Vicentina, 19 de Fevereiro de 2020
Quinta, 02 de Janeiro de 2020 - 13h08
Juiz determina fiança de R$ 100 mil para piloto de avião que destruiu apartamento do vizinho
Renata Portela

O piloto de avião preso no último dia 31 por danificar o apartamento do vizinho, no condomínio localizado em frente ao Shopping Campo Grande na Avenida Afonso Pena, poderá ter que desembolsar R$ 100 mil para responder ao processo em liberdade. A fiança foi arbitrada pelo juiz de direito em audiência de custódia nesta quinta-feira (2).

Na audiência, o preso negou ter sofrido qualquer tipo de agressão durante a prisão em flagrante, tanto por parte da Polícia Militar quanto da Polícia Civil. O MPMS (Ministério Público de Mato Grosso do Sul) se manifestou pela conversão da prisão em flagrante para prisão preventiva. Já o advogado de defesa pediu liberdade provisória mediante medidas cautelares.

Conforme o juiz Luiz Felipe Medeiros Vieira, o crime imputado ao acusado foi o crime de dano. Não foi concedida fiança pelo delegado que atendeu ao caso, já que os crimes registrados em boletim de ocorrência somavam pena de restrição de liberdade superior a 4 anos. Para o juiz, torna-se permitida concessão de fiança e medida cautelar diversa de prisão.

Por fim, o juiz decidiu pela conversão da prisão em flagrante em liberdade provisória, mediante pagamento de R$ 100 mil em fiança. O acusado pode voltar a ser preso caso não compareça, sem motivo justo, para ato do processo, ou se praticar ato de obstrução ao andamento do processo, se descumprir qualquer medida cautelar imposta, resistir à ordem judicial ou mesmo se praticar nova infração penal dolosa.

Assim que foi feito o pagamento, ele será colocado em liberdade provisória. O advogado de defesa, Jaques de Andrade, alegou ao Jornal Midiamax que eles tentarão recorrer quanto ao valor arbitrado em fiança para o acusado. Eles têm um prazo de 48 horas para recorrerem da decisão.

Versão do acusado

Também conforme o advogado de defesa, ele deve pedir salvo conduto para que o cliente possa representar a defesa dele. Segundo Jaques, o acusado foi injustamente agredido pelo vizinho do prédio e movido por emoção mediante injusta agressão física, inclusive contra o filho dele de 10 anos.

A esposa do piloto de avião, que chegou a ser denunciada por ter participado dos danos no apartamento e também de agressão contra o vizinho, registrou boletim de ocorrência contra o morador.
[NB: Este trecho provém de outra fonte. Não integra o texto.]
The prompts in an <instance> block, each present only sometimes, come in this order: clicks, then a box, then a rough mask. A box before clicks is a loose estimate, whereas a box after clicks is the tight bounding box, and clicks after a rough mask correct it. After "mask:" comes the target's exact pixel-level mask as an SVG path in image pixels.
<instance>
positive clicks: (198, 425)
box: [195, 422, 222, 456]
Ela relatou que viu do apartamento o marido ser agredido pelo vizinho no térreo e que desceu separar a briga. O filho dela estaria envolvido na confusão e estaria chorando por ter sido empurrado pelo morador e jogado contra um vaso de plantas.

A mulher ainda alegou que foi ameaçada pelo vizinho e que o esposo acabou se alterando por conta das agressões. Um vizinho foi arrolado como testemunha ocular do caso. O piloto, preso em flagrante, chegou a alegar para a polícia que comprou bombinhas para soltar na avenida com o filho, quando o vizinho teria chegado provocando a confusão.
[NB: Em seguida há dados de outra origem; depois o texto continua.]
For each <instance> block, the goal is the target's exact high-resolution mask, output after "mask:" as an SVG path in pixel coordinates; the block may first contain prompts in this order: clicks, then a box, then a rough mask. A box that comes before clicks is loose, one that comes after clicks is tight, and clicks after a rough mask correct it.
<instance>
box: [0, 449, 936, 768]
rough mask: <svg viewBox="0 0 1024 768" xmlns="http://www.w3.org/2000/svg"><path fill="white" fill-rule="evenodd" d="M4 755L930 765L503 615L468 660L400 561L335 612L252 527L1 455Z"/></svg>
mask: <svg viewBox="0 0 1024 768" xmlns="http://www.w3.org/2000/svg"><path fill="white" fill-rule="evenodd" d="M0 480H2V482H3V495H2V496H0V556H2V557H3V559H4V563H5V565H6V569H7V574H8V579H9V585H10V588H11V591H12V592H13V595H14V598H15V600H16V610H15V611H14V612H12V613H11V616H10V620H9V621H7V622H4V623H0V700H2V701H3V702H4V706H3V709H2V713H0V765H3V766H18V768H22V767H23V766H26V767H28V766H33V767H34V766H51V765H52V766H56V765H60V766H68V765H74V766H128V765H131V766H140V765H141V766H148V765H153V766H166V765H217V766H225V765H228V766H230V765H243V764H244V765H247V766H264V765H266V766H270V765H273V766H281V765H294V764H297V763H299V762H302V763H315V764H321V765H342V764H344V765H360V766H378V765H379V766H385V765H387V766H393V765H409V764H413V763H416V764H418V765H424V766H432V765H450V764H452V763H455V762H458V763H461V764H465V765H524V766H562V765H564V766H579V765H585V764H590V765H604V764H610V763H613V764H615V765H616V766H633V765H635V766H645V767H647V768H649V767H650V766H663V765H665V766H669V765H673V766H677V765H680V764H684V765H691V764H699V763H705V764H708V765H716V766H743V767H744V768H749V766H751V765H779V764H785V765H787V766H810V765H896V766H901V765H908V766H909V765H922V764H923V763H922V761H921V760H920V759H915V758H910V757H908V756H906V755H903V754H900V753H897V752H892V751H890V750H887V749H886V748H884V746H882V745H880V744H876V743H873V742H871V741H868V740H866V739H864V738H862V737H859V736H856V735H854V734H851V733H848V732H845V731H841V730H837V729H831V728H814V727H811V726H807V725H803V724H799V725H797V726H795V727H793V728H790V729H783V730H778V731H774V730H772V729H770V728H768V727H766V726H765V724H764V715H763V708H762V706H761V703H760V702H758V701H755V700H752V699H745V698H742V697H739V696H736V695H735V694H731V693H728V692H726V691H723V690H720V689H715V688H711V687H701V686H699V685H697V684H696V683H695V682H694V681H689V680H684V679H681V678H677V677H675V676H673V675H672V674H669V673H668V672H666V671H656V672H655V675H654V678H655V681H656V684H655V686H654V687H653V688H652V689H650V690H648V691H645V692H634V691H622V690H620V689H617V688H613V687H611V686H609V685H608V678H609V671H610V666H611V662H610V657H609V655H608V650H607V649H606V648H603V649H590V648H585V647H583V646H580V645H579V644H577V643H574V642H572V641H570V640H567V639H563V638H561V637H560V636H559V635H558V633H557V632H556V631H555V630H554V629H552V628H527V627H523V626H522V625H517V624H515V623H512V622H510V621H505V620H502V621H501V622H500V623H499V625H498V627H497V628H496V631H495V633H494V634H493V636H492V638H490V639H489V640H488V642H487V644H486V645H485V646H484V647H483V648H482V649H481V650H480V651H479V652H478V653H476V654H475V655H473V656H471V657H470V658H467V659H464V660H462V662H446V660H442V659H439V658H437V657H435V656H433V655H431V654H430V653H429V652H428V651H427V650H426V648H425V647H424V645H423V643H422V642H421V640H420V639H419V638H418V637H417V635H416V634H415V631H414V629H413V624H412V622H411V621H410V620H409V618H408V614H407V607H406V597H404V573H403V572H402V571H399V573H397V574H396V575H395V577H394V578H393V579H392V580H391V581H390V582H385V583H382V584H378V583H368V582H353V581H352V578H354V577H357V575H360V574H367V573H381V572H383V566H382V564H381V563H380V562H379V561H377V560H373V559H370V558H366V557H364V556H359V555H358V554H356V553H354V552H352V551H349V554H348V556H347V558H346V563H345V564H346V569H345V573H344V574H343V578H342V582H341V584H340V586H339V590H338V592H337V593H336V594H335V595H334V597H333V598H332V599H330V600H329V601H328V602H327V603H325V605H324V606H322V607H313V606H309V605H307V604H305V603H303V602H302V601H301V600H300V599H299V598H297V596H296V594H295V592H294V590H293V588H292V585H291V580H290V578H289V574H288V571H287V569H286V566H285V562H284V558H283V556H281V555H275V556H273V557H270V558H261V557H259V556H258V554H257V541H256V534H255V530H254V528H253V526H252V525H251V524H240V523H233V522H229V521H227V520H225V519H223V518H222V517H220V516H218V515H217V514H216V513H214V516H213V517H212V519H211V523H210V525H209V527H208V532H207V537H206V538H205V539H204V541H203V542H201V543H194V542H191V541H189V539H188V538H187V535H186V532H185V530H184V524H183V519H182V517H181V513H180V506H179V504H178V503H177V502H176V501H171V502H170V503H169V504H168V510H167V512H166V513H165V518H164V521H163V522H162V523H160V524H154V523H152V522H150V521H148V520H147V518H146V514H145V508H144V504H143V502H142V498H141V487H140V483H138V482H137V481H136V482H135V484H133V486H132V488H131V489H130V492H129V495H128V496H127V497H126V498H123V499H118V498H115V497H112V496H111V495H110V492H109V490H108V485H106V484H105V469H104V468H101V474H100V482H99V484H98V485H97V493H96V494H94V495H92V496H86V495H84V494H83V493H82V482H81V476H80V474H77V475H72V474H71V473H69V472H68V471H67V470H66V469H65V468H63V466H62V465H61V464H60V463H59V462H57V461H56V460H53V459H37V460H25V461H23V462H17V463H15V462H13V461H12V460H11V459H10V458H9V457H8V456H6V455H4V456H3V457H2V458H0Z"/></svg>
Apartamento e veículos danificados

O advogado de 56 anos relatou que foi ameaçado e queimado quando desceu para a falar com o vizinho no térreo do prédio. Ele confirmou para a polícia que deu um soco no homem após ter início a confusão e correu para o apartamento, quando o vizinho foi até lá com a esposa e danificou o imóvel.

Além da porta da frente quebrada e derrubada, o piloto sujou o apartamento com extintores de incêndio e quebrou vários objetos da casa. Até o cachorrinho do morador ficou ferido durante a confusão. Em seguida o homem foi até a garagem e riscou a Mercedes-Benz da vítima, de fora a fora, tanto nas laterais quanto em cima. Ele também quebrou o retrovisor do carro e jogou a motocicleta da vítima, uma Harley-Davidson, no chão.

Para o morador, ele teve um prejuízo de aproximadamente R$ 70 mil. Polícia Militar esteve no local e fez a prisão do morador, que conforme testemunhas estaria bastante alterado. Em depoimento ele negou ter feito uso de álcool. O delegado plantonista o enquadrou nos crimes de ameaça, dano qualificado se cometido com violência à pessoa ou grave ameaça e violação a domicilio, qualificado se cometido durante a noite ou com emprego de violência ou por duas ou mais pessoas.